Also https://github.com/openshift/machine-config-operator/pull/2642
OK please try this new debugging script that should more carefully gather errors. Note that logs now go to the journal (`journalctl -t rpm-ostree-client-errors`) instead of `/var/tmp`. ``` #!/bin/bash set -xeuo pipefail # Enter root mountnfs (needed if we're in `oc debug node`) if test "$(readlink /proc/self/ns/mnt)" != "$(readlink /proc/1/ns/mnt)"; then if test -n "${nsenter_recurse:-}"; then exit 1; fi export nsenter_recurse=1 exec nsenter -m -t 1 $(pwd)/$0 fi unset nsenter_recurse if ! test -w /usr; then rpm-ostree usroverlay fi if ! test -f /usr/bin/rpm-ostree.orig; then cp -a /usr/bin/rpm-ostree{,.orig} fi # See https://stackoverflow.com/questions/1221833/pipe-output-and-capture-exit-status-in-bash cat >/usr/bin/rpm-ostree.new << 'EOF' #!/bin/bash # Temporary debugging wrapper script set -euo pipefail tmpd=$(mktemp -t -d rpmostreeout.XXXXXXXX) mkfifo ${tmpd}/fifo # Copy stderr to the journal logger -s -t rpm-ostree-client-errors < ${tmpd}/fifo & rc=0 if ! rpm-ostree.orig "$@" 2>${tmpd}/fifo; then echo "Command failed, see journalctl -t rpm-ostree-client-errors" 1>&2 wait exit 1 fi wait rm "${tmpd}" -rf EOF chmod a+x /usr/bin/rpm-ostree.new mv /usr/bin/rpm-ostree{.new,} ```
OK so to satisfy the mechanics, we need this BZ in VERIFIED in order to proceed with the backport PR https://github.com/openshift/machine-config-operator/pull/2609 But, the PR so far is mostly about additional logging.
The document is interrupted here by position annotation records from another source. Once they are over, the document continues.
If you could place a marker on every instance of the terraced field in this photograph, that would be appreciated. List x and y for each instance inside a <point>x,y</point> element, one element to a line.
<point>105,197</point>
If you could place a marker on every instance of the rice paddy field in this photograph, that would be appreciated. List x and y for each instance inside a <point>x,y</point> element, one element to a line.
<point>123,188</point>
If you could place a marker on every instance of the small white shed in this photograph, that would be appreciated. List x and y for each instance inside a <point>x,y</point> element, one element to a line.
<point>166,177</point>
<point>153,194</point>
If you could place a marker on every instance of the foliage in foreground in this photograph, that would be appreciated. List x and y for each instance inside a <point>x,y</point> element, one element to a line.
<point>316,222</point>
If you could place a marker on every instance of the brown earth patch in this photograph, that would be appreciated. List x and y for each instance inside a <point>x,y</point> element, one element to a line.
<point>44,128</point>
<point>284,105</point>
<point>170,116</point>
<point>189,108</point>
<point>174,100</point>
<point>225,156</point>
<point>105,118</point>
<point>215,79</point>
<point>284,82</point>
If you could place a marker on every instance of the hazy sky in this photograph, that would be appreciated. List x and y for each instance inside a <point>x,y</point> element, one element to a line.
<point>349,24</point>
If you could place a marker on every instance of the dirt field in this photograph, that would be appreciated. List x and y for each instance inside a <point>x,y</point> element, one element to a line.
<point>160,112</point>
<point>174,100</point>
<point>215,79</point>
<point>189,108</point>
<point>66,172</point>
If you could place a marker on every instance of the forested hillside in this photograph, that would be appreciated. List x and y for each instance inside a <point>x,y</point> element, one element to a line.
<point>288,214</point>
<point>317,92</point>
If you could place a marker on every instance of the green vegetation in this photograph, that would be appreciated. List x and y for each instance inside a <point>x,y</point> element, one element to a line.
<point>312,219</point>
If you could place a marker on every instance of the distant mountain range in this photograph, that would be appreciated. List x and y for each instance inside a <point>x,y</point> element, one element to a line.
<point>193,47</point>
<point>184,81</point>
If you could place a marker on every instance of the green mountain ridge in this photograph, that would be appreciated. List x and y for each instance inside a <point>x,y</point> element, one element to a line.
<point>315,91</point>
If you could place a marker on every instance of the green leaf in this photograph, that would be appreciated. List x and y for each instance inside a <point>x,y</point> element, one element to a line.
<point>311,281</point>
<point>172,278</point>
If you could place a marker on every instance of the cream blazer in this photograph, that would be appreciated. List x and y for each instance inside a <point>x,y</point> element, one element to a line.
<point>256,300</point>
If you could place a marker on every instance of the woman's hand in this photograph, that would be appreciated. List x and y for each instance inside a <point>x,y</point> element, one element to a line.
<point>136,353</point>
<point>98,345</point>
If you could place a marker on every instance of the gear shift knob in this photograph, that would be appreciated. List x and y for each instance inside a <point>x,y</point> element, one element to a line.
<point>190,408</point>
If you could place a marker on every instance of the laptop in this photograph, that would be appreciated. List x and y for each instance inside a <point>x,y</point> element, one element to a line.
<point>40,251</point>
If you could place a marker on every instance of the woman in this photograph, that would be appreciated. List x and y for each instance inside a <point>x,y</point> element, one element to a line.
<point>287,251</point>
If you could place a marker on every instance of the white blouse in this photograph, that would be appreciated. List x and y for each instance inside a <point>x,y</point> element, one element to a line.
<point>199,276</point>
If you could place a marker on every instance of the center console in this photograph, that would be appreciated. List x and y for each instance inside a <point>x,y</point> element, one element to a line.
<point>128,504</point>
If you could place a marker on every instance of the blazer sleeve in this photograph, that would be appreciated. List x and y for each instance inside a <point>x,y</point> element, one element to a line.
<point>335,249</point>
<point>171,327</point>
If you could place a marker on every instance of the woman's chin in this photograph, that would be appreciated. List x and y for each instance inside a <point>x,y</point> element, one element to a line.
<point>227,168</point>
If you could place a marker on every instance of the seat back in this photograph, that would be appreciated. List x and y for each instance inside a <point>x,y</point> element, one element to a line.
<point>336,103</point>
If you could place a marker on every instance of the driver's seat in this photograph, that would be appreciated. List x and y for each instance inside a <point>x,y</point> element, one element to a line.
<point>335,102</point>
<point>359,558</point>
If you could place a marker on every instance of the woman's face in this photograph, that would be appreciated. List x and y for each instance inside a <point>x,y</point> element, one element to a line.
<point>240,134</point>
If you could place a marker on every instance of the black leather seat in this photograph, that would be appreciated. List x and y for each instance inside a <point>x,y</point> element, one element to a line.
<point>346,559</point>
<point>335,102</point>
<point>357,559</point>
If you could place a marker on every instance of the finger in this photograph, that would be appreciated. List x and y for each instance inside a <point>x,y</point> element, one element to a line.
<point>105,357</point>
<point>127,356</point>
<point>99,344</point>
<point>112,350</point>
I think my proposal is: - Flag this BZ as VERIFIED (leave the customer case open of course) - This will allow https://github.com/openshift/machine-config-operator/pull/2609 to merge which based on everything I've seen so far will likely fix the bug *or* at least surface the actual problem. If the backport doesn't solve the problem, then we can file a new BZ.
Thank you, Colin! @mnguyen could you help with verifying the PRs linked to this case and push it towards an errata? Please see the comments above for context and customer business impact. Regards.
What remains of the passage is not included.